La preghiera per le mamme e la benedizione a piazza San Pietro vuota
Nel giorno in cui, in tanti Paesi, si celebra la Festa della mamma, papa Francesco al termine del Regina Coeli ha voluto «ricordare con gratitudine e affetto tutte le mamme, affidandole alla protezione di Maria, la nostra Mamma celeste». E ha rivolto un «pensiero va anche alle mamme che sono passate all’altra vita e ci accompagnano dal Cielo.
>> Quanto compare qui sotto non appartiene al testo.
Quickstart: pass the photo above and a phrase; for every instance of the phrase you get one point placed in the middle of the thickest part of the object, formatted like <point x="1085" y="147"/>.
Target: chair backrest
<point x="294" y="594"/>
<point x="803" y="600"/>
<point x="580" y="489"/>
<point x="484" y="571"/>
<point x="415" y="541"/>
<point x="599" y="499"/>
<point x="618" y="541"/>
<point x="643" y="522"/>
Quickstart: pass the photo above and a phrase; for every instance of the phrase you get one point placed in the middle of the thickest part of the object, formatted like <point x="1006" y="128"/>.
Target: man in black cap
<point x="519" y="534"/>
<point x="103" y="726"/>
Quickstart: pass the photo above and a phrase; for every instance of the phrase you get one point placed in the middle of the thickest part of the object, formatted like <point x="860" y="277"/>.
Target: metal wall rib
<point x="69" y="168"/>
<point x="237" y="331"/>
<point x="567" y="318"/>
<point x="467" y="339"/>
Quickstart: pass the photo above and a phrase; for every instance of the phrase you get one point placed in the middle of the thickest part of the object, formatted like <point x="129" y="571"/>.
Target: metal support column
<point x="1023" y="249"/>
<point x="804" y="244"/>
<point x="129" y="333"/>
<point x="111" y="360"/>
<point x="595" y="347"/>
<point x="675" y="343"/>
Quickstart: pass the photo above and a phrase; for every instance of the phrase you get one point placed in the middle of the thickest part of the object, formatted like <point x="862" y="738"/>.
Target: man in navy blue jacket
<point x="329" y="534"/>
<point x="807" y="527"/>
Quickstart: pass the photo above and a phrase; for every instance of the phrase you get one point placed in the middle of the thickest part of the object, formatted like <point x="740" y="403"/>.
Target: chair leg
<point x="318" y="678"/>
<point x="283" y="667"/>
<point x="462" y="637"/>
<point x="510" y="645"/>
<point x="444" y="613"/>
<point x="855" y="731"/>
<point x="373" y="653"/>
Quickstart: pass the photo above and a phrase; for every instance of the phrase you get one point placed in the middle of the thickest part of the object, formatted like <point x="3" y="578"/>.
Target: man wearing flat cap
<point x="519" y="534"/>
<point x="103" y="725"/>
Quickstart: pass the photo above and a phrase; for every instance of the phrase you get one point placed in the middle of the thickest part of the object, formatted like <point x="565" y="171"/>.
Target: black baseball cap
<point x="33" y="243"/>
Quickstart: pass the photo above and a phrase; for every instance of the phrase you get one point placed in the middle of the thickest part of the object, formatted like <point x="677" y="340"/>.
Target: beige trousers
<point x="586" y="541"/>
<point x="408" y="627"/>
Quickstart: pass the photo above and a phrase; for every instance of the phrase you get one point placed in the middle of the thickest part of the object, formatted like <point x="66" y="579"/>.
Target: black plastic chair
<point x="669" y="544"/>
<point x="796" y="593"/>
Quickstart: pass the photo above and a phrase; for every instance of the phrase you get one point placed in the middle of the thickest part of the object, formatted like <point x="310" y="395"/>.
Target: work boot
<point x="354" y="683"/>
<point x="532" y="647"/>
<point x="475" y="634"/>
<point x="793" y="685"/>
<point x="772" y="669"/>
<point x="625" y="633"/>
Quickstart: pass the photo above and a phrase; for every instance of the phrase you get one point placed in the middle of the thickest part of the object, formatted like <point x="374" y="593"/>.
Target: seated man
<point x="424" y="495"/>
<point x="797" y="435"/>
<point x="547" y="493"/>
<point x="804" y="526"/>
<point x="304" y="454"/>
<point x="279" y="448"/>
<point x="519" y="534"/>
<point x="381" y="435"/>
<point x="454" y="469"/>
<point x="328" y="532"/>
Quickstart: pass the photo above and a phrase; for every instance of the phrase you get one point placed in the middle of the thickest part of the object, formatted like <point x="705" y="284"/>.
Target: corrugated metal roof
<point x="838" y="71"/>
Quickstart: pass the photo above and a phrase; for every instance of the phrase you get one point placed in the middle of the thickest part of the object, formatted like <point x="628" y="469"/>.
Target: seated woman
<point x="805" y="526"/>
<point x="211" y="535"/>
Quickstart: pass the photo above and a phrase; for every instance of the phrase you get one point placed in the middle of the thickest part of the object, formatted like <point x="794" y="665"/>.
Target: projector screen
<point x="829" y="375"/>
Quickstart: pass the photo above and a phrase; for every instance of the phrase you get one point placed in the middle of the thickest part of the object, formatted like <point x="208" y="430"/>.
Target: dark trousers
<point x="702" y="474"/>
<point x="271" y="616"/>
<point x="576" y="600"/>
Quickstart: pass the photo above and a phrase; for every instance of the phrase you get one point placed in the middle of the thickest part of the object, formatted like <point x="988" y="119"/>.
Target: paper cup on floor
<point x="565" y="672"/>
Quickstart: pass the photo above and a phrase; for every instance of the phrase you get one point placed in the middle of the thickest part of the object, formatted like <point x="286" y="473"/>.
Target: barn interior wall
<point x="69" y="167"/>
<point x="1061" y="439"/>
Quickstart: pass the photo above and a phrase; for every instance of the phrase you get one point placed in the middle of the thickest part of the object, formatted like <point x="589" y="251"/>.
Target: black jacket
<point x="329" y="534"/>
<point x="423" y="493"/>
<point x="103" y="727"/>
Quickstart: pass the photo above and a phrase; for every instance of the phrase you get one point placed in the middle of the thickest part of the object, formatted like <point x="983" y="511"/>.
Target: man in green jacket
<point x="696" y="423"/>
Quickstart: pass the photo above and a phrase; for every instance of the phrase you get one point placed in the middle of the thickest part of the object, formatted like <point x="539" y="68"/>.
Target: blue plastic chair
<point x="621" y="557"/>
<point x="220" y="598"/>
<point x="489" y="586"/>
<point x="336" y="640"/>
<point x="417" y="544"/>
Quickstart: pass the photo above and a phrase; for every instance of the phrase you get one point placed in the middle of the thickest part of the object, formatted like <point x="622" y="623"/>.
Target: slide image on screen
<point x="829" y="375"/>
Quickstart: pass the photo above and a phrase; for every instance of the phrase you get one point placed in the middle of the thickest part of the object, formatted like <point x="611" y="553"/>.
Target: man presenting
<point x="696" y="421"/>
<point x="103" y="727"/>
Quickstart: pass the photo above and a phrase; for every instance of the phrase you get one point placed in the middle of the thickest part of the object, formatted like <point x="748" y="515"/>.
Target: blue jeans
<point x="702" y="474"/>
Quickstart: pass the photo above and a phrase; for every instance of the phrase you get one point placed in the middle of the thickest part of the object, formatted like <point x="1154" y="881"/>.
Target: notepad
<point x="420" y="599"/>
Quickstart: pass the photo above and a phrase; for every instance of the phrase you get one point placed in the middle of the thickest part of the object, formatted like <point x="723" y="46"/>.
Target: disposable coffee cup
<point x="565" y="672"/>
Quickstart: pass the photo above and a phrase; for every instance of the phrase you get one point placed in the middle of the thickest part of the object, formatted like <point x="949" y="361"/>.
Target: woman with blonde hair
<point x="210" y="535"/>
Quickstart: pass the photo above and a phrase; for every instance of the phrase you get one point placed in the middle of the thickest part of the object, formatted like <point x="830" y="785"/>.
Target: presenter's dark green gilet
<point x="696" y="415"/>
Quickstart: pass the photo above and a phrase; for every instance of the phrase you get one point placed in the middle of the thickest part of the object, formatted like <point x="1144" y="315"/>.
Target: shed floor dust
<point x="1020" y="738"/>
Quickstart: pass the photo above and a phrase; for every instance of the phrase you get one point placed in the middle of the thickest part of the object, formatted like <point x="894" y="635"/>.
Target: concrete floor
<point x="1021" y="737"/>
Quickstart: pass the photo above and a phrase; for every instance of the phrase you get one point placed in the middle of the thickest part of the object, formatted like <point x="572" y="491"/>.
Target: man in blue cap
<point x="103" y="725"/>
Facciamo un po’ di silenzio per ricordare ognuno la sua mamma». Alcuni istanti dopo la recita del Regina Coeli, il Papa si è affacciato dalla finestra della Sala della Biblioteca e ha rivolto la sua benedizione verso Piazza San Pietro, vuota per le restrizioni anti Coronavirus, e verso la città di Roma, ponendosi poi una mano sul cuore.
I vescovi e la preghiera
Secondo quanto riporta Vatican news, durante l'omelia nella messa mattutina a Santa Marta, incentrata sulla preghiera, il pontefice ha ricordato che «il compito del vescovo è pregare e predicare». Il vescovo è il primo, osserva Francesco, «che va dal Padre con coraggio e parresìa. È la preghiera del capo della comunità al Padre perché custodisca il popolo. E il popolo impara dal vescovo a pregare». È Dio che fa le cose della Chiesa ed è la preghiera che porta avanti la Chiesa, prosegue il Papa, ed «è triste vedere bravi vescovi indaffarati in tante cose, mentre la preghiera deve essere al primo posto: le altre cose non devono togliere spazio alla preghiera. La Chiesa sa che, senza questo accesso al Padre, non può sopravvivere». Ieri infine, papa Francesco ha telefonato all’arcivescovo di San Paolo, il cardinale Odilio Scherer, per manifestare la grande preoccupazione per l’alto numero di vittime di coronavirus in Brasile. Il Papa, rende noto il cardinal Scherer, «ha manifestato la sua vicinanza e la sua solidarietà con la popolazione di San Paolo e ha promesso che pregherà per noi».